My idea was to put a dict mapping intent names to answer “ids” (for the external api) at the top of my script and one handler for all answer intents and have less duplication of intent names that way.
But I thought a little further and figured out that I could possible combine all possible answers into one intent with multiple values slot values.
But I second Daenaras suggestion for a prefix (or regex match) for selection of intents. (A second decorator like on_intent_by_regex or a second parameter for on_intent would be a possibility). Ideally also for the intent_filter in ContinueSession.
That would be great.
If the goal with this module is to provide a way to build self contained apps/skills for Rhasspy, possibly combined with a community repository ( integrated into Rhasspy?) to share those, intent/slot management becomes a important topic.
Points are:
- Every app should be able to add intents/slots (also with multiple translations)
- There needs to be a way to protect against collision of intent names (Just prefix the app name by default as a simple form of name spaces? By default an app can only handle it’s own intents?)
- We have the intent filter to filter which intents to handle in a dialog session. But I think we also need the opposite: Have intents that only trigger when used in an intent filter. That would allow apps to use pretty common phrases like “yes”, “no” without any collision issues.
- Something like “global” or “always on” intents and intents that only trigger when in a active session with an app.
- The same is valid for slots
- To give the user transparency and control it would be good if the Rhasspy UI would show intents installed by apps in a special menu grouped by apps. Maybe even allow to modify/disable them.
A way to integrate a configuration page for an app into the UI (also to disable it) would make it more user friendly and ties in with the whole configure by UI concept of Rhasspy.
I thought about writing simple Home Assistant app using your service and the home assistant api. But without adding intents/slots that’s not yet possible. How much work is need on the Rhasspy side to make that possible?
I thought about this point and some of your other points too, I opened an issue about this a week ago. Maybe you can chime in there with your remarks/ideas, because this feature definitely requires some changes in Rhasspy.
Great job
I developed a more or less similar solution, but want to give your solution a try. So I ported some of my work and it works so far.

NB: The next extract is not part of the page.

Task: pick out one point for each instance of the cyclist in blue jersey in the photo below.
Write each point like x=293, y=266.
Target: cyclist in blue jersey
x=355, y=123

In my case I need additional arguments to run my app, but the arguments parser isn’t accessible. The better solution could be adding the parser as an optional parameter like this:
def __init__(self, name: str, parser: argparse.ArgumentParser = None):
"""Initialize the Rhasspy Hermes app."""
if parser is None:
parser = argparse.ArgumentParser(prog=name)
With this I can add arguments before starting the app.
What do you think about?
Yes, this was already in the back of my mind, this looks like a good solution. I added your change, thanks!
There seems to be enough interest in this library, I’ll see if I can publish a first package on PyPI one of these days, then it’s easier to use it in your projects.